As pessoas transformam-se na comunicação. Um contador de histórias, um professor, um milongueiro, ganham vulto com a quantidade de pormenores úteis carreados para a conversa/texto. O conhecimento, a memória, a maneira de ligar os factos, a precisão dos termos, são factores de encantamento para o ouvinte, para o leitor. Acho que disto, ninguém tem dúvida. E não é só uma questão enciclopédica, nem semântica: o entusiasmo, o prazer do contador transmite-se de forma contagiante e envolve o discurso, que ganha uma carga fantástica (de fantasia).

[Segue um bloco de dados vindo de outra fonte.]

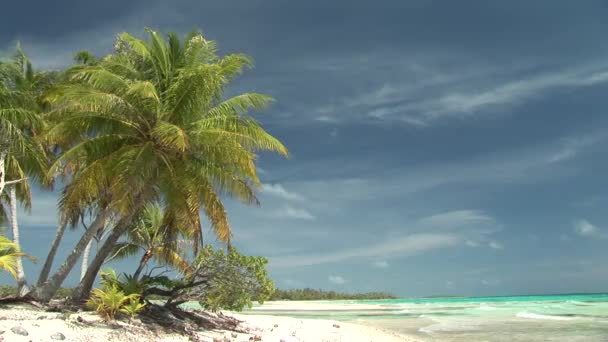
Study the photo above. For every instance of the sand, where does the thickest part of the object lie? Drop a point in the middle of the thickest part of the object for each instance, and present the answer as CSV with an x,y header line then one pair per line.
x,y
85,326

Eu penso que ninguém adquire conhecimento só por curiosidade: o desejo de partilha está sempre presente. Porque é da partilha que se tiram, provavelmente, os maiores dividendos, como o tal "encantamento" do interlocutor/leitor pelo que é, evidentemente, singular. Este retorno é, talvez, o melhor prémio do curioso. Não será por acaso que uma das coisas com que Cunhal mais engalinhava (no âmbito da "nossa" colaboração), era a banalização do(s) seu(s) discursos(s) pela comunicação social, a chamada "cassete", que é, talvez, a invenção mais redutora de um discurso que possa haver: filme-se um candidato em campanha eleitoral nos seis comícios em que discursa durante o dia. Monte-se a mesma passagem da intervenção em cada um dos seis comícios, umas mais cansadas, roucas, ou titubeantes que outras, e aí temos a "cassete" a ser difundida para milhões de telespectadores. É merdoso, é propositado, é terrorista, porque visa concretamente anular o encantamento dos espectadores, por ser chato, por ser pateta, e, daí, destruir a imagem do protagonista. Mas é, muitas vezes, a paga que se recebe por uma atitude inteligente. E singular. E independente.